Witnesses saw several ambulances speeding towards the scene of the explosion.

The ministry said the bomb was placed inside a fan in the mosque.

No group has yet claimed responsibility for these four bombings, and it was not possible at this time to know whether they targeted a specific community.

Some of the deadly attacks that hit the country in late April were claimed by the jihadist group Islamic State (IS), and targeted in particular the Shiite Hazara minority, considered heretical by IS.

On April 28, already in Mazar-i-Sharif, bomb attacks, claimed by the IS, against two minibuses carrying Shiite passengers, had killed nine people.

On April 21, a Shiite mosque in this city was also the target of a bomb.
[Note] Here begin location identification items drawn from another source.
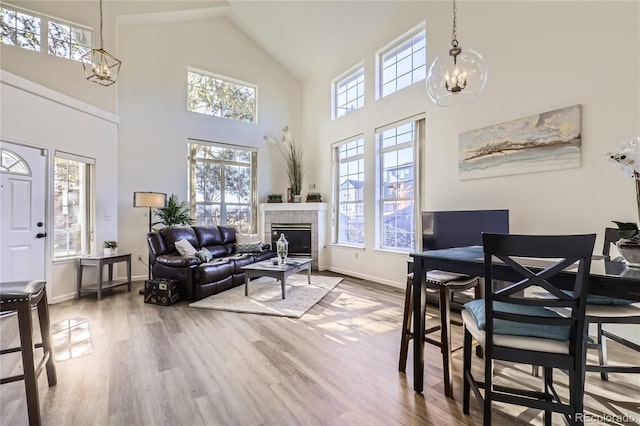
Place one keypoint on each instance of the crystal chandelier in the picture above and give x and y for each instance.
(453, 83)
(100, 66)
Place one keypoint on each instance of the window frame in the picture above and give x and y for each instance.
(86, 212)
(253, 197)
(357, 73)
(409, 36)
(359, 156)
(417, 141)
(227, 80)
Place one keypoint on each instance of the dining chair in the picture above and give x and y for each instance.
(532, 321)
(20, 297)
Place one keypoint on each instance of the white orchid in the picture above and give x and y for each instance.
(293, 158)
(628, 157)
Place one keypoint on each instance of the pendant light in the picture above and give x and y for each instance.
(459, 77)
(100, 66)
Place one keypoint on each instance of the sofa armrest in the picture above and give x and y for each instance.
(174, 261)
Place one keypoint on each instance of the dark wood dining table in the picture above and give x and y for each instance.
(608, 278)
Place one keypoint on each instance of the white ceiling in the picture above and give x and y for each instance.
(300, 35)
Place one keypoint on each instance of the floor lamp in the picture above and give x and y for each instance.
(150, 200)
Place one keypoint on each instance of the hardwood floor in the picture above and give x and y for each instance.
(337, 365)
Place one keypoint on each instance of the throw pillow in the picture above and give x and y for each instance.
(476, 307)
(204, 255)
(248, 247)
(185, 248)
(247, 238)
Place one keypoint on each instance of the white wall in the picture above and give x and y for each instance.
(36, 116)
(542, 56)
(155, 125)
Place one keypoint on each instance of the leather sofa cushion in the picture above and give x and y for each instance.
(207, 273)
(172, 234)
(208, 236)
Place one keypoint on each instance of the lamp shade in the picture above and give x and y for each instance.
(149, 199)
(471, 64)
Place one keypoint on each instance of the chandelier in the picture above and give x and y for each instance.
(100, 66)
(458, 81)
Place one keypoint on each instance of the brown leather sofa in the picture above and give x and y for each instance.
(197, 279)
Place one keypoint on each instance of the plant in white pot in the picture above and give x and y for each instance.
(628, 159)
(110, 247)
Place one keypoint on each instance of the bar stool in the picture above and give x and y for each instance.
(445, 283)
(21, 297)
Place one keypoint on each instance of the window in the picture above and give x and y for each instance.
(71, 205)
(20, 29)
(402, 64)
(348, 93)
(223, 185)
(67, 41)
(349, 178)
(220, 96)
(397, 180)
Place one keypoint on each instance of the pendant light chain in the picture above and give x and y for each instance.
(101, 42)
(454, 32)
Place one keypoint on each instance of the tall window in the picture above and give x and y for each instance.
(223, 185)
(19, 29)
(71, 205)
(349, 177)
(397, 186)
(67, 41)
(402, 63)
(219, 96)
(348, 92)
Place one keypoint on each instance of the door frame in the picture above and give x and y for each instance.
(48, 214)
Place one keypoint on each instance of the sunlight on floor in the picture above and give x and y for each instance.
(71, 338)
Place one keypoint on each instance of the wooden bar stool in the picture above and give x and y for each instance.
(20, 297)
(445, 283)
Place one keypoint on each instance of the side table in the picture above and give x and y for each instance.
(99, 262)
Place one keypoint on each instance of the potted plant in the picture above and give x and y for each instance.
(628, 159)
(314, 197)
(110, 247)
(292, 154)
(274, 198)
(174, 213)
(629, 243)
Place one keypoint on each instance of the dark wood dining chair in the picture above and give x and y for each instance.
(519, 324)
(20, 297)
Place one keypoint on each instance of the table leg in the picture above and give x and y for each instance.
(445, 341)
(129, 273)
(282, 281)
(79, 277)
(99, 279)
(419, 307)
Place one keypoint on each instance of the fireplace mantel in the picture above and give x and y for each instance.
(313, 213)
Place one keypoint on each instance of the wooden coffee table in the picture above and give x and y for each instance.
(266, 268)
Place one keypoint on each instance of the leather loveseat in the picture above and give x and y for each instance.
(198, 279)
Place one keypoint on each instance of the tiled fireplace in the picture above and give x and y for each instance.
(299, 213)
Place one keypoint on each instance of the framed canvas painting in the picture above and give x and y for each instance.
(541, 142)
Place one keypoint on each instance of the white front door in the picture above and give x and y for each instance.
(22, 213)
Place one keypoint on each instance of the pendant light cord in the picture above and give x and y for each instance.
(454, 32)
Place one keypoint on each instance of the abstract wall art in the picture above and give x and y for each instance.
(542, 142)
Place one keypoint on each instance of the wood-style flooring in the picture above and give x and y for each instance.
(337, 365)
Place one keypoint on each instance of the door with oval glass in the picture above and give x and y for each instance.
(22, 212)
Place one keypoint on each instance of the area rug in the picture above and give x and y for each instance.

At least 12 people were killed and 58 injured, and again IS claimed responsibility for the attack.

The following day, at least 36 people, including children, were killed in Kunduz (north-east) in another bomb attack against a Sunni mosque, frequented by Sufis, during Friday prayers.

In Kabul, ten people were killed on April 29 in an explosion in a Sunni mosque after Friday prayers.

The Taliban are trying to downplay the threat from Islamic State-Khorasan (ISIS-K), the regional branch of ISIS, and are waging a ruthless fight against the group, which they have been fighting for years.

They multiplied raids, particularly in the eastern province of Nangarhar, and arrested hundreds of men accused of being part of it.

They have claimed for a few months to have defeated EI-K, but analysts believe that the extremist group still constitutes the main security challenge for the new Afghan power.